SURFACTANT ADSORPTION AT FLUID-FLUID INTERFACES WITH APPLICATIONS TO ALKALINE FLOODING (SURFACE TENSION, INTERFACIAL, DYNAMICS)

Adsorption of surfactants at fluid-fluid interfaces is studied with respect to equilibrium and dynamic behavior.;A consistent treatment of adsorption dynamics is formulated using a continuum approach. Surfactant transport in the bulk is assumed to consist of diffusion (and convection) with constant transport coefficients. Activation energy barriers to solute exchange between the bulk and the dividing surface are represented by means of kinetics of interphase reactions.;This treatment is used to develop diffusion-kinetic models for gas-liquid systems under stagnant batch conditions and for liquid-liquid systems under gyrostatic conditions of the spinning drop tensiometer.
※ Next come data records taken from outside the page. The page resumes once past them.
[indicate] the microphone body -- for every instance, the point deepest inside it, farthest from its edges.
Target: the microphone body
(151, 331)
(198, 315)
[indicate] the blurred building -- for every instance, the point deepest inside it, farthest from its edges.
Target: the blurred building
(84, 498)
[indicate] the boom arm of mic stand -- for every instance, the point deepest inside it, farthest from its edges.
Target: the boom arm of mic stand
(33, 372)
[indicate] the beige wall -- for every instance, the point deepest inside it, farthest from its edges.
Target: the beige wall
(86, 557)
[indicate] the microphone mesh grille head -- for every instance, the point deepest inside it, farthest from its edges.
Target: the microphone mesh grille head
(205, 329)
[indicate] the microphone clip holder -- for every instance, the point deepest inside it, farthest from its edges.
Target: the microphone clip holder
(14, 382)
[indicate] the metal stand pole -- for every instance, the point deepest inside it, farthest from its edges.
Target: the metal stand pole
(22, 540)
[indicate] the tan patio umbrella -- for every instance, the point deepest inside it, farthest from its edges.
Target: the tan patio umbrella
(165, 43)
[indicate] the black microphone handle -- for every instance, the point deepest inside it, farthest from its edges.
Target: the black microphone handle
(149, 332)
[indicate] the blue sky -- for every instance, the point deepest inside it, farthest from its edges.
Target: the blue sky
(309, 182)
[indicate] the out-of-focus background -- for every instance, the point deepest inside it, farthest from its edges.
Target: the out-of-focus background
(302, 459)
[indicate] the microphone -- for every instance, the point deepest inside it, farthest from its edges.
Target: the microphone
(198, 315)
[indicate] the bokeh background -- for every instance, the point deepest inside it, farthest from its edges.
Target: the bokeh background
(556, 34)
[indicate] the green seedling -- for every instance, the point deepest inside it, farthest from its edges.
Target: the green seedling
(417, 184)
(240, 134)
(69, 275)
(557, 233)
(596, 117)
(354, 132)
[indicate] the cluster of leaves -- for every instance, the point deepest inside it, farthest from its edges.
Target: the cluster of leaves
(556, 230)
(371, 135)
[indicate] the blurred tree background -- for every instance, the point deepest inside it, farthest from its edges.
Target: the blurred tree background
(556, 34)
In the liquid-liquid case, the acidic oil/caustic system of alkaline flooding for enhanced oil recovery is investigated. This system is characterized by in situ generation of surfactants. By proposing a set of interfacial reactions, a chemical diffusion-kinetic model is developed. The resulting equations are solved with consideration to the changing geometry of the drop accompanying changes in interfacial tension in the spinning drop tensiometer.;Observations of dynamic interfacial tension minima in these systems are explained in terms of relative magnitudes of the adsorption and desorption barriers. Dynamic interfacial data for Wilmington Field (C-331) crude oil against caustic solution are correlated with the model. Being a chemical model, interfacial reaction rate constants so obtained are independent of the aqueous phase composition.;An equilibrium model is developed wherein the surface concentration of ionic surfactants is distinguished from their surface excess concentration by the contribution from the electrical double layer. Only surface concentrations are assigned to the dividing surface and the adsorption process is regarded as an interphase reaction. Adsorption isotherms are derived from considerations of interphase reaction equilibria.;A continuous flow model is developed to assess the role of dynamic effects in alkaline flooding processes. Axial dispersion of caustic and its uptake by the reservoir rock are taken into account. An unsteady state solution is obtained when a linear isotherm governs the caustic uptake by the reservoir rock while a steady state solution is obtained for a Langmuir isotherm. Predictions of interfacial tension behavior are made for Wilmington Field crude oil.